As Filipinos continue to experience water interruptions, government officials are pushing for the approval of a China-funded dam project that has been protested by environmentalists.
The construction of the Kaliwa Dam in Infanta, Quezon province could have helped the current shortage experienced by water provider Manila Water, Finance Secretary Carlos Dominguez III said in a press conference yesterday.
“Had [the dam] been done before the water crisis, this had been much less serious or much less of a threat,” he said, according to Rappler.
There have been water interruptions in several cities in Metro Manila and neighboring provinces as early as late last week. This is reportedly due to the El Niño or drought that limited provider Manila Water’s access to water.
Manila Water, which services the eastern part of the metro, said in a Facebook post yesterday that the water interruptions — which last about six to 21 hours a day — could continue until the end of the summer season, which is typically in May.
Areas serviced by Maynilad, the company that supplies the western part of the metro, have not experienced similar interruptions.
As of 6am today, the water level in Quezon City’s La Mesa Dam was at 68.74 meters, the lowest it has ever been in history, the Philippine Atmospheric, Geophysical and Astronomical Services Administration told Radyo Inquirer. The La Mesa Dam is one of the main sources of water in Metro Manila.
During yesterday’s press conference, Dominguez said that the bidding for the Kaliwa Dam was “well on its way,” The Philippine Daily Inquirer reported.
“I’m sure the MWSS [Metropolitan Waterworks and Sewerage System] would convince contractors to move faster than originally planned,” he said.
The MWSS is the government agency in charge of water privatization in Metro Manila. In November, it secured a Preferential Buyer’s Credit Loan Agreement from China during President Xi Jinping’s Manila visit.
According to Rappler, 85 percent of the project will be funded by China while the MWSS will cover the remaining 15 percent.
MWSS Administrator Reynaldo Velasco also pushed for the project yesterday, according to ABS-CBN News, saying that it would provide up to 600 million liters of water a day, which will be split evenly between Manila Water and Maynilad. Both companies have expressed support for the PHP12.2 billion (US$231.8 million) project in the past.

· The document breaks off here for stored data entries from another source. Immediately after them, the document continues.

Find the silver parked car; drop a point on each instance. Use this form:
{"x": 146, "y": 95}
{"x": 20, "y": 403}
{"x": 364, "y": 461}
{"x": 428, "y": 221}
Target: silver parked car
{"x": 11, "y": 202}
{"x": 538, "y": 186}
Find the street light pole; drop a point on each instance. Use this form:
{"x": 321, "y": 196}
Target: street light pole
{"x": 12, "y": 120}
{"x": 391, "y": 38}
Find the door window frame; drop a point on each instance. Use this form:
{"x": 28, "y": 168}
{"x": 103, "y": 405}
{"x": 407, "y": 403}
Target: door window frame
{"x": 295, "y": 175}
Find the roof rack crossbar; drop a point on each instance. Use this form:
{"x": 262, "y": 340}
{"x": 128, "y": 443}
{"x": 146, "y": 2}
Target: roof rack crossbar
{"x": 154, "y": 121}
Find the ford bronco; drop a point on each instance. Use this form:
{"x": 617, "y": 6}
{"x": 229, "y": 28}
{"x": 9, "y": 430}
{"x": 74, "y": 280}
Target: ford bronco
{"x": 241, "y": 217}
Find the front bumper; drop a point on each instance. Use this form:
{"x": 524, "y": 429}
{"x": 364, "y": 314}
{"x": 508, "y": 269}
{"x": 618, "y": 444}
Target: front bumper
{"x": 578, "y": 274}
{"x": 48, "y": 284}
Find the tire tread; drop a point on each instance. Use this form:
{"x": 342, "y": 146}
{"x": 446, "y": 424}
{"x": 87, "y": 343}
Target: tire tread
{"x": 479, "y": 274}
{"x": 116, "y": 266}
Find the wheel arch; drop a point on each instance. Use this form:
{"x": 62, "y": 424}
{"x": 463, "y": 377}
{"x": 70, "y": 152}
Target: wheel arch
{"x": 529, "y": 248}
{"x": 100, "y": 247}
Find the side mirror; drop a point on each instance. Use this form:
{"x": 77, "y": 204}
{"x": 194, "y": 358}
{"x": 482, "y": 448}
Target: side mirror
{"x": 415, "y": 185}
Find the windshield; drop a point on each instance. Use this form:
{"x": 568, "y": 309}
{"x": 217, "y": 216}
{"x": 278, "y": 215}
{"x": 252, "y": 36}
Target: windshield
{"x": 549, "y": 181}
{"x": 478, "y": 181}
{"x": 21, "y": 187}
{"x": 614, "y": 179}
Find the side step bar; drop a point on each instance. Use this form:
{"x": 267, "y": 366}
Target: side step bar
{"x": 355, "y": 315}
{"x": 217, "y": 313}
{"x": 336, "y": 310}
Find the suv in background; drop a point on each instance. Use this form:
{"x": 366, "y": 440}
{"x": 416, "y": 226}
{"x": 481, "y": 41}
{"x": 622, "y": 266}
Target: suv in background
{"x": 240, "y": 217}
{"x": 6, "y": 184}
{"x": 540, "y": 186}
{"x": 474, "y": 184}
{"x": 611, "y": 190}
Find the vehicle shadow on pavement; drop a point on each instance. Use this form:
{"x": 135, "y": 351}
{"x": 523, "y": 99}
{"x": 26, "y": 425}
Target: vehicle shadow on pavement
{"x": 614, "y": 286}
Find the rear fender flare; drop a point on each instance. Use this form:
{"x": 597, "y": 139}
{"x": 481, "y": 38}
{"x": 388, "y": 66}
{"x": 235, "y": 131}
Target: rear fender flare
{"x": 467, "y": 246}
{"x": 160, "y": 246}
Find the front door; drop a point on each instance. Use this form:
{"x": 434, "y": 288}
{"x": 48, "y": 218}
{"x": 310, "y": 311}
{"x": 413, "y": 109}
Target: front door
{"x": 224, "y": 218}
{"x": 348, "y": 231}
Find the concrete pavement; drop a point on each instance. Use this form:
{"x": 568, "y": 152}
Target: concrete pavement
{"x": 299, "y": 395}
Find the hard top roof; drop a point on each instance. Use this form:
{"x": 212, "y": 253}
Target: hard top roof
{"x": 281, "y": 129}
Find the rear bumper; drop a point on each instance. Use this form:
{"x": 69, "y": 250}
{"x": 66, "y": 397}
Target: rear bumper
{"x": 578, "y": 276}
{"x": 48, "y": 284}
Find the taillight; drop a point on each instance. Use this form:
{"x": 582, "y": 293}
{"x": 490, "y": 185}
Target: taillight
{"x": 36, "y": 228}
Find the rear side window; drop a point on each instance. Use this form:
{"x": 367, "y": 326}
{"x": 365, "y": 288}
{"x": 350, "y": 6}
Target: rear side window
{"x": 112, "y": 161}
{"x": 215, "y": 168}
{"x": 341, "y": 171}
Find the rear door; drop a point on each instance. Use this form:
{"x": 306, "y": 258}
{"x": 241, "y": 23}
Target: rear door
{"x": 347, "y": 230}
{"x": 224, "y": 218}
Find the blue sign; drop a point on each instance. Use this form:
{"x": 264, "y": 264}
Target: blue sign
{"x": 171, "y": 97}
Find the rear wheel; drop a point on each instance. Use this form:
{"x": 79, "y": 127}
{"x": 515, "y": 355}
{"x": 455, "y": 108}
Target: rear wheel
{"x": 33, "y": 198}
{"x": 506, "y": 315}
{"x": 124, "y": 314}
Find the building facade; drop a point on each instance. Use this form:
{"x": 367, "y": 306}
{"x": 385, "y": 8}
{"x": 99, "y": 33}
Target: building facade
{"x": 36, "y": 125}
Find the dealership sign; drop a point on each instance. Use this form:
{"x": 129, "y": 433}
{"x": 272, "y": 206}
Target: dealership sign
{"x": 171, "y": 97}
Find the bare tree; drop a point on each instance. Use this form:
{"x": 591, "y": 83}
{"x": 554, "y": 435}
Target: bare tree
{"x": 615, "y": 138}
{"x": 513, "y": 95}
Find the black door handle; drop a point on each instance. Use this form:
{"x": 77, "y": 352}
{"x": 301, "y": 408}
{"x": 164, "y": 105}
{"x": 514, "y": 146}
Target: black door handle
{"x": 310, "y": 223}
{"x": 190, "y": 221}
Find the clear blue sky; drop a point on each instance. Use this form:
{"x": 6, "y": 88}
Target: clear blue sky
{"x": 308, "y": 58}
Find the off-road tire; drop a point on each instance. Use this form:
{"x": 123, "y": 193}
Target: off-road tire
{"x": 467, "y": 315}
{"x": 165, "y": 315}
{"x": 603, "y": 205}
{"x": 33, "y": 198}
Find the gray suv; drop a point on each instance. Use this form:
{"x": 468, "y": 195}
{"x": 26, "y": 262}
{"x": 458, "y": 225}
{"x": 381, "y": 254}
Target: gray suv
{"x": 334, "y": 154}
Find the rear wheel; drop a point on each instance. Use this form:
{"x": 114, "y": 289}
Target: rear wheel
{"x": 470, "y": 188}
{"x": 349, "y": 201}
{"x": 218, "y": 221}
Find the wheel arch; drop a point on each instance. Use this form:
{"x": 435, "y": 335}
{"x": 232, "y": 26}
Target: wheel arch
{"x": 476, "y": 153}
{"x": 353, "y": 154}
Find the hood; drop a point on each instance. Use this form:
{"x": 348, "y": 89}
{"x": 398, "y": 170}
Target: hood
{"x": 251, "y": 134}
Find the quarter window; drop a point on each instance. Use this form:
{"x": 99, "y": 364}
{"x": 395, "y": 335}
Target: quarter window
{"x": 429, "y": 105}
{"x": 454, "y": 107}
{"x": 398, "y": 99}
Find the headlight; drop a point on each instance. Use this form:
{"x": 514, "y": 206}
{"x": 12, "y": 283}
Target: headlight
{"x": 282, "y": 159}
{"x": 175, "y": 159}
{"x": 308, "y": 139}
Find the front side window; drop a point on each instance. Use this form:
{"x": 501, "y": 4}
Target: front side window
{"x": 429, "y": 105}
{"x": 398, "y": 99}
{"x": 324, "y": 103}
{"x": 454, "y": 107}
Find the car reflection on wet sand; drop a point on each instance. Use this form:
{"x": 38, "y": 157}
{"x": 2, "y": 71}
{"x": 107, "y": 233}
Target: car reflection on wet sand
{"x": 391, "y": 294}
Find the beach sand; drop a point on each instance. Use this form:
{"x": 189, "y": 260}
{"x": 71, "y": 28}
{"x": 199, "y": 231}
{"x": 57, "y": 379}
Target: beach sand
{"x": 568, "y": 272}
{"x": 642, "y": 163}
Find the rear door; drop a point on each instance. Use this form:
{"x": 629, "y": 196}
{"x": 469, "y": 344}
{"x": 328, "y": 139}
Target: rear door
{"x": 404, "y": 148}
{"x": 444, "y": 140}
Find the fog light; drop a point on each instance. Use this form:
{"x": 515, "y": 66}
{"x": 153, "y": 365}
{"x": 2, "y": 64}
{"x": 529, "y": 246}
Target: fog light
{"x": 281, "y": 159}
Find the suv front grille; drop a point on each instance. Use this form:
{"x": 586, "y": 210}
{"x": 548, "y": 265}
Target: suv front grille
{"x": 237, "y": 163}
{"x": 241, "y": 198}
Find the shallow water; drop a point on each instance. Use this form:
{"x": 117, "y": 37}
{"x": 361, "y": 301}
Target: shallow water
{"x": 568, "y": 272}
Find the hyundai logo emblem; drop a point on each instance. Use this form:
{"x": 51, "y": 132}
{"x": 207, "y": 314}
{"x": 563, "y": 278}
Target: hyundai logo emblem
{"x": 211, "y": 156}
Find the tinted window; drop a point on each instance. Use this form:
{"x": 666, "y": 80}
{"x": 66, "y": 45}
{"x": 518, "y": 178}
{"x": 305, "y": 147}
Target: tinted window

However, it is controversial because environmentalists believe that it will destroy the biodiversity in the Siera Madre mountains. It could also displace communities living in the provinces of Quezon and Rizal.
Even the Catholic Church is against the project, with the Catholic Bishops Conference of the Philippines saying that the government’s budget should instead go towards finding alternative water sources.
The MWSS still hasn’t secured an environmental compliance certificate from the Environment department as requirements for their application have not been submitted, Environment Undersecretary Benny Antiporda told ABS-CBN News.